Now, the following things work for me. I receive my medication subcutaneously, so I can afford a certain bit of whoops. Worst case, if I got a slight infection, I would just move my site. If you have an IV site, or Hickman line, please follow your doctor’s orders. I wouldn’t recommend getting an infection in your line. I’ve heard those are not fun at all.
So, without further ado, here are my pointers:
- Cleo 90 Infusion Kit: I love, love, love this thing! It is so freaky-easy to use. No message bandages, no tape, no injection gun. Nope, this thing comes all inclusive. The needle is contained in the main unit, so that means no sharps to throw away. Also, the site bonds pretty easy to the skin, so no need to bandage and bind it to the skin. It is 100% better than the old, bulky Silhouette and the Sof-set kits.
- Nexcare® Knee and Elbow Waterproof Bandages:This has been my greatest discovery! Nexcare has a great waterproof bandage that around 4×3 inches. Using a standard IV prep wipe, I can have the bandage last more than four days, sometimes six. It holds great in the shower and I don’t have to worry about it. I leave the bandage on to keep it dry and germ free.
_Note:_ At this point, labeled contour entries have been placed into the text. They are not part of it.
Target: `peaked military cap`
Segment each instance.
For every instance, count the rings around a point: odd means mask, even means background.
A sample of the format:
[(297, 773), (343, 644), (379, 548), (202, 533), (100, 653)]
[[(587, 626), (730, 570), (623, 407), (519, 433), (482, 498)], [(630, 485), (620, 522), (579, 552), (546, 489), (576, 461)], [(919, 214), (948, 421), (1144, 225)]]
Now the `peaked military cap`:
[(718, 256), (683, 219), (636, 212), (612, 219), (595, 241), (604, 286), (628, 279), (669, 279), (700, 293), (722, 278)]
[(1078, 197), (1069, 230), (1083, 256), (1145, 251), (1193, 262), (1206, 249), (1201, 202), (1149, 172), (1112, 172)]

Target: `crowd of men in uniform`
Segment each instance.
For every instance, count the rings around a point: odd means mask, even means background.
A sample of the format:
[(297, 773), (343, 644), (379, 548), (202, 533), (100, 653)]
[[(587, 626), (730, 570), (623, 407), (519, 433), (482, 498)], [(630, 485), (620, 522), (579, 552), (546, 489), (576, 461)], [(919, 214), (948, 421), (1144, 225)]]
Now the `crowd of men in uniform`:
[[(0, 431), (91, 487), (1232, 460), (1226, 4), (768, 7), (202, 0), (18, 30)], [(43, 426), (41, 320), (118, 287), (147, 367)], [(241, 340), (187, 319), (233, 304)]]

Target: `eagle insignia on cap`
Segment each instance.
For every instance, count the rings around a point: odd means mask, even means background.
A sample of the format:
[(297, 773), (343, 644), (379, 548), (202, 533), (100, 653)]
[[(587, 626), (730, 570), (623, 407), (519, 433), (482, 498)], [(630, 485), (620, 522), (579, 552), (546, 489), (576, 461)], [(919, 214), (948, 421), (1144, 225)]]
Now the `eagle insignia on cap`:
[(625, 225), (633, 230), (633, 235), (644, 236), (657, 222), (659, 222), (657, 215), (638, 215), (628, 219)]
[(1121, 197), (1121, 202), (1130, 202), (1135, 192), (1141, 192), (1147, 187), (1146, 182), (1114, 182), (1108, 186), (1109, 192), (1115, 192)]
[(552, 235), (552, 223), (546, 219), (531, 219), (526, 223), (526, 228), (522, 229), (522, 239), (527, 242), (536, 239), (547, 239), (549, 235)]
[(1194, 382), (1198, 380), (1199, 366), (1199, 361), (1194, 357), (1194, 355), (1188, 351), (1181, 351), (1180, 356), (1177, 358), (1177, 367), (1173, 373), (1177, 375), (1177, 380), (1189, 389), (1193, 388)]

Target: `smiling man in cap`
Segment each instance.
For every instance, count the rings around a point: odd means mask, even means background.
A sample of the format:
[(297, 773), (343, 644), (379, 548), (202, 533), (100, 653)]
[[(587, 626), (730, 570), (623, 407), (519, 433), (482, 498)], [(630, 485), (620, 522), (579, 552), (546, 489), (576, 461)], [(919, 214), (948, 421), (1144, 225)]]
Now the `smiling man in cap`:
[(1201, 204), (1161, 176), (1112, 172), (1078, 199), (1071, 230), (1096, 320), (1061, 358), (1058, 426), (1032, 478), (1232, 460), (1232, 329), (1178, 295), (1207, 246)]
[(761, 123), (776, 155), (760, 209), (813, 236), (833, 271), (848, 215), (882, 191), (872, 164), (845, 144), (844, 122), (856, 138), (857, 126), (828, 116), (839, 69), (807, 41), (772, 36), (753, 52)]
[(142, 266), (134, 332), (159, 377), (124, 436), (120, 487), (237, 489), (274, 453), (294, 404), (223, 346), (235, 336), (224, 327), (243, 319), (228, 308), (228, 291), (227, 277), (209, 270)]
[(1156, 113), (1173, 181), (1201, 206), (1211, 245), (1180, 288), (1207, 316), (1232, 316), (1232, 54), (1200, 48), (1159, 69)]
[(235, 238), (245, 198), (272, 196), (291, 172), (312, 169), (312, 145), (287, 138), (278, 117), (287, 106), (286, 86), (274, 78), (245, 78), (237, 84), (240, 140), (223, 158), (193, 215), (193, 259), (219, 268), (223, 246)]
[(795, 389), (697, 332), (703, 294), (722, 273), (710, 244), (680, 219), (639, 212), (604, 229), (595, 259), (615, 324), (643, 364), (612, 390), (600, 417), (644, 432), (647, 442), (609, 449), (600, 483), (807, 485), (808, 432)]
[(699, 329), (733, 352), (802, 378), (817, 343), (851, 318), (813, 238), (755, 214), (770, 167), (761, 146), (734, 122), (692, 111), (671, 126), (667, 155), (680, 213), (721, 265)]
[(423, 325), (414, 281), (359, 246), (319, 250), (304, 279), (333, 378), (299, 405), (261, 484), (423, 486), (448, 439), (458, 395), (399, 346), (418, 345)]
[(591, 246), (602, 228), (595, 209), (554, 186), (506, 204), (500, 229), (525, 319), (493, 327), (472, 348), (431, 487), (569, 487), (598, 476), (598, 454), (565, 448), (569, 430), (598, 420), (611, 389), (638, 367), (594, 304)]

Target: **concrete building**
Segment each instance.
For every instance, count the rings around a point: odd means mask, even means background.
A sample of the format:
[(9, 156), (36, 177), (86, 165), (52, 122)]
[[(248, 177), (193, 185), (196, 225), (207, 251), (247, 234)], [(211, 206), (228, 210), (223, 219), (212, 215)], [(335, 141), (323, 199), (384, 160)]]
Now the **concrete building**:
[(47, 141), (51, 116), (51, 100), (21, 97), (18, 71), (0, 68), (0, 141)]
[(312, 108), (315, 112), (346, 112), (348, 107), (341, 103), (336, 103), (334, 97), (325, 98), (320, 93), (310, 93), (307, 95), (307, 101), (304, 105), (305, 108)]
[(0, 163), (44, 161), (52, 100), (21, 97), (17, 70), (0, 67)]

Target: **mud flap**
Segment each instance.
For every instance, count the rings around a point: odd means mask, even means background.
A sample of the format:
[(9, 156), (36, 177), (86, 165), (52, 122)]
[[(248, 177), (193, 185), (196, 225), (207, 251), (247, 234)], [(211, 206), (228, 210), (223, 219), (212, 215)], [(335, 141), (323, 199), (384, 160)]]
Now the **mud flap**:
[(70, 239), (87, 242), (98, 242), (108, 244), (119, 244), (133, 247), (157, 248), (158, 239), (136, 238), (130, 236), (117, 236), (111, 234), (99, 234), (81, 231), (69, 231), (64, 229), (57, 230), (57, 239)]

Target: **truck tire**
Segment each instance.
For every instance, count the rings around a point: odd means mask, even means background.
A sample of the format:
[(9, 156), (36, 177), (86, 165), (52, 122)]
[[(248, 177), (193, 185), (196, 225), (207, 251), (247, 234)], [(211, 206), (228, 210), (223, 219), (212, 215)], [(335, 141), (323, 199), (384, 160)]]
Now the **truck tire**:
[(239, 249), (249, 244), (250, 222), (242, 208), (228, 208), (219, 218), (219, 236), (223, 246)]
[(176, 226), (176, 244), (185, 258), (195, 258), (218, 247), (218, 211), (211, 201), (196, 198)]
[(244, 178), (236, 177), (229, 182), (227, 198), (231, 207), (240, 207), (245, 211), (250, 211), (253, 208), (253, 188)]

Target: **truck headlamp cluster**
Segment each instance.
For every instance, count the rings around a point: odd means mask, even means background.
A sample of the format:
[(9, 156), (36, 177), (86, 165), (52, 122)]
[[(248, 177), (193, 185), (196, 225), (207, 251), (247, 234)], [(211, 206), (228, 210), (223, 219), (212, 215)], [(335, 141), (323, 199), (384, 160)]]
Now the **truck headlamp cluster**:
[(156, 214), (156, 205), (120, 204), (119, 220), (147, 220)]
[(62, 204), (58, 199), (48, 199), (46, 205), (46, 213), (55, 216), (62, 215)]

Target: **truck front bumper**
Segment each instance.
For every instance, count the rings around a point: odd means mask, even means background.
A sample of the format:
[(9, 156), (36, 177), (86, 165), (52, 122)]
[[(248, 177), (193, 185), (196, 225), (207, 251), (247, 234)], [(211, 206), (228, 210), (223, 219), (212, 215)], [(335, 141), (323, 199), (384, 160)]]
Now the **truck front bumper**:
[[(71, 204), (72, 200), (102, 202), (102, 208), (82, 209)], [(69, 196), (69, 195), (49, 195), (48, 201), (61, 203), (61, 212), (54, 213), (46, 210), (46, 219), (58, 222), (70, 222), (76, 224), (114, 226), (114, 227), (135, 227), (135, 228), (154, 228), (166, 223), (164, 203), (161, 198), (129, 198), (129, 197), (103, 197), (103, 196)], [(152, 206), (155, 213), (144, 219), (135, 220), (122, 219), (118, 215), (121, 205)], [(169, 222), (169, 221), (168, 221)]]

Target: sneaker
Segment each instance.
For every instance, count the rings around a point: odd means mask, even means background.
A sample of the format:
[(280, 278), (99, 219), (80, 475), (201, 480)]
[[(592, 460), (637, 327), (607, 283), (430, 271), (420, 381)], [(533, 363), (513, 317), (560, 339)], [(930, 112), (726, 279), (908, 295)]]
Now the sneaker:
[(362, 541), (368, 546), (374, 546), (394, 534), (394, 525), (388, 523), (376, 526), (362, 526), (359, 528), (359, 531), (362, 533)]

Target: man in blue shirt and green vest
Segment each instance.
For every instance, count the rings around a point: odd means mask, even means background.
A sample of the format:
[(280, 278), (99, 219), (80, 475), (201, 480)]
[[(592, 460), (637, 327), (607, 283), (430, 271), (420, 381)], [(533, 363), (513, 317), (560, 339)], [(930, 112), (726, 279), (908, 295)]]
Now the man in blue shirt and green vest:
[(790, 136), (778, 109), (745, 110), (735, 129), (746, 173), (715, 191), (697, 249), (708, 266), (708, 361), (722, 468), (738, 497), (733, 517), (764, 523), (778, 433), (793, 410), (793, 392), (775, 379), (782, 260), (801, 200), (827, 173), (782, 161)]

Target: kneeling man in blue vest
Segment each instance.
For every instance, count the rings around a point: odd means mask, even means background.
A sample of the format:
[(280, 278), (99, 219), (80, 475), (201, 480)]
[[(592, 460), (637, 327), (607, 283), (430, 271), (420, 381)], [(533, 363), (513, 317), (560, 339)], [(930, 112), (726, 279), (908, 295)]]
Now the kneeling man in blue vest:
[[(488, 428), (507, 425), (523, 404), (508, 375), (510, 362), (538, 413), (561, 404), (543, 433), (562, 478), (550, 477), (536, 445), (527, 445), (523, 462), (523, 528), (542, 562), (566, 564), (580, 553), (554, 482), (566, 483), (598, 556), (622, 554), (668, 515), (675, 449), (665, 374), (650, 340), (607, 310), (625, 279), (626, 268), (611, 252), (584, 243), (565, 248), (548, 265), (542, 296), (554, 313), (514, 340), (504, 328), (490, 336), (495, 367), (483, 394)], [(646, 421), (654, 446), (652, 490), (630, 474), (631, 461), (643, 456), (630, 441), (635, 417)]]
- IV3000 4” Dressing: This actually is a GREAT skin tape. I found actual tape a little irritating to the skin after being worn for a few days. However, the IV3000 texture flexes with the skin very easily. I trim the edges from each end and use them to add extra protection for my site. I use one end, trimmed in half, to line the bottom of my Nexcare bandage right where the tubing exits. The other end, I cut in half and use to tape the tubing to my side.
- Adhesive Removal Wipes: As you may imagine, after having adhesive on your skin for a while, you may get a little dirty and sticky. So, using these adhesive removal wipes help clean and sanitize the skin.
- IV Prep Wipe: These are GREAT! If you have super baby-soft skin that is freaky young for your age (like me), then these will help secure bandaging to your skin and provide a longer life to your tape points.
- Zip-lock Bags with Zipper: I love it. Get the ones with the plastic zipper. That way you just toss the pump in the bag and zip it closed. Easy-peasy.
- Shower Cup/Shelf with Suction Cups: You have to get one of these. Run to your locate department store and pick one up. It suctions to the shower wall. Simply get it, toss the pump in the holder, and relax. Even though you have the zip lock bag, when placing your shelf, put it somewhat higher that your shower water to keep it from getting too wet.
- Exercise Arm Strap: Not only does it keep your pump secure, it prevents it from rolling all over the bed. Just like the straps you get for iPod or mp3 players. It makes sleeping much better.
All and all, these things may not be the magic bullet for you, but I know they have helped me maintain an easy regime. The goal is to make things easy, make them feel normal. Adding this sense of normalcy to your day helps reduce stress and elevate your mood tremendously.
Have you tried other things that work for you? What advice can you offer?